The nominee is the mother***ker who stole the backpack and the wedding ring from one of the dead guys. The light rail station surveillance video clearly shows the guy with the stolen backpack.

That's messed up.  A decent nominee, but he has serious competition this year.

41
All Grain Brewing / Re: Understanding Diastatic power
« on: May 25, 2017, 03:44:44 PM »
The only reason I don't want to jump straight to oxidation is that I feel like a bit of oxidation hasn't negatively affected my dark beers, especially ones based on Munich malt.

It could be a combination of recipe (too much crystal) and oxidation.

42
All Grain Brewing / Re: Understanding Diastatic power
« on: May 25, 2017, 03:39:01 PM »
Caramel flavor is signature oxidation.  Munich is doughy, soft pretzel or outside of a soft pretzel.
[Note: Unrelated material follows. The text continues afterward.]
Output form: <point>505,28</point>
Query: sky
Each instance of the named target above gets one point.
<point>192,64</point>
Sent from my iPhone using Tapatalk

It could be this. It could be under-attenuation of converted sugars due to yeast health.  It could be something else.  But I'd guess that it has nothing to do with DP.  Unconverted starches are not going to be caramel sweet.

43
Kegging and Bottling / Re: Bottle Spunding Trappist Ales
« on: May 25, 2017, 03:36:31 PM »
I didn't read the whole thread (apologies) but I think that the centrifuge is key in this application. Bottling without any fining is going to leave a lot of yeast, and other things (ppolyphenols?) in the bottle.  Spunding will only increase the amount of sediment.

With time in the fridge, this isn't a problem, but I don't know that you're gaining much benefit over typical priming that already scavenges oxygen for transfer.

44
My parents had some Seagrams that was still from Canada (early 80s vintage) in their liquor cabinet a few years ago.  Interesting tasting... the Old Granddad was better, though.  :)

45
The Pub / Re: Wicked Weed purchased by AB
« on: May 12, 2017, 05:47:57 PM »
They won't change anything until growth stops.  At that point, any and all cost cutting measures are on the table, including consolidating facilities.  It has happened time and time again, and is an inevitability, really.